Yeşil tarife çalışmasına ilişkin kanun şubat ayında Meclis’ten geçmişti. Enerji Piyasası Düzenleme Kurulu (EPDK) konuyla ilgili yönetmeliği yayınladı ve tarifenin altyapısı hazırladı. Bakan Dönmez: “Yeşil tarife ile isteyen tüketicilerimiz, vatandaşlarımız ‘ben sadece yenilenebilir enerji kaynaklarından üretilen elektriği kullanmak istiyorum’ dediğinde, onlara özel bir fatura, özel bir tarife düzenlenmiş olacak. Niyetimiz, Ağustos ayına kadar bu işlemleri bitirip artık ağustos ayıyla birlikte müşteriye bir seçenek olarak sunmak istiyoruz” diye konuştu.
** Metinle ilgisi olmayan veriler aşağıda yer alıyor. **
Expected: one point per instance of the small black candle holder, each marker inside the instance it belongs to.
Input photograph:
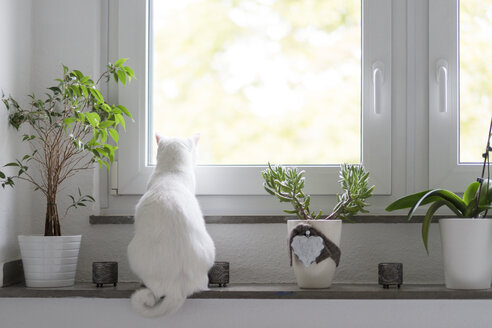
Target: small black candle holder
(390, 274)
(104, 273)
(219, 274)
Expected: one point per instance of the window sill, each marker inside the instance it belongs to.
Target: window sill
(260, 291)
(255, 219)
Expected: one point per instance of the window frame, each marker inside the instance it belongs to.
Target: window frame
(445, 169)
(133, 172)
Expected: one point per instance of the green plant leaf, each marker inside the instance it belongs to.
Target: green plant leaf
(114, 134)
(471, 192)
(93, 119)
(121, 76)
(125, 111)
(428, 219)
(118, 118)
(129, 71)
(106, 124)
(120, 62)
(445, 195)
(97, 95)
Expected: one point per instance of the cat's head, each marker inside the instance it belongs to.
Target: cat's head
(176, 152)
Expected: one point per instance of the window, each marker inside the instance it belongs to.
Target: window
(233, 175)
(459, 92)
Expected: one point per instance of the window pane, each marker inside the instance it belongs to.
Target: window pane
(261, 81)
(475, 77)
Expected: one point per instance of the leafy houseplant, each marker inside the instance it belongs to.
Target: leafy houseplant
(70, 129)
(287, 184)
(466, 239)
(314, 242)
(475, 203)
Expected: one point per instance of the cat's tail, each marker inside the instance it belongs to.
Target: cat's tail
(145, 302)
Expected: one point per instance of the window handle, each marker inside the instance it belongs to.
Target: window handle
(377, 84)
(442, 82)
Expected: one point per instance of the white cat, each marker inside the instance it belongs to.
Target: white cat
(171, 250)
“Yeşil tarife” kullananlara sertifika verilecek
Yenilenebilir enerjinin kullanımını teşvik etmek ve yaygınlaştırmak için yeşil tarifeyi kullanan ev ve iş yerleri için sertifika düzenleyeceklerini anlatan Bakan Dönmez, “Örneğin bir iş yeri ya da bir ev yeşil tarifeden yararlanıyorsa onlara özel sertifika vermeyi planlıyoruz” dedi.
Yeşil tarifenin zorunlu bir tarife olmadığını, yalnızca bu tarifeye geçmek isteyen vatandaşların geçeceğini anlatan Bakan Dönmez, “Yeşil tarifeye geçmek isteyen vatandaşların yalnızca elektrik tedarik şirketlerine giderek ‘ben bu tarifeye geçmek istiyorum’ demeleri yeterli olacak.
O talepten sonra geçenlerin faturaları o tarifeye göre düzenlenecek. Diyelim ki elektrik tedarik şirketi ile 1 yıllık bir anlaşma yaptınız, o tarifeden çıkma isteğinde bulununcaya kadar o tarifeyi kullanmış olacaksınız. Bununla ilgili detayları da daha sonra açıklayacağız” diye konuştu.
Bakan Dönmez, “2002 yılında yenilenebilir kaynaklardan elektrik üretimi yüzde 26 seviyelerinde iken bugün bu sayı yaklaşık yüzde 50 seviyesinde. İnşallah her yıl en az 1.000 MW güneş ve rüzgar kurulu gücünü devreye alma hedefimizle bu oranı daha da yukarılara çekeceğiz. Amacımız yenilenebilir enerji yatırımlarında sürekliliği sağlamak ve maliyet avantajını hem üretici hem de tüketici tarafına sunmak.” açıklamasında bulundu.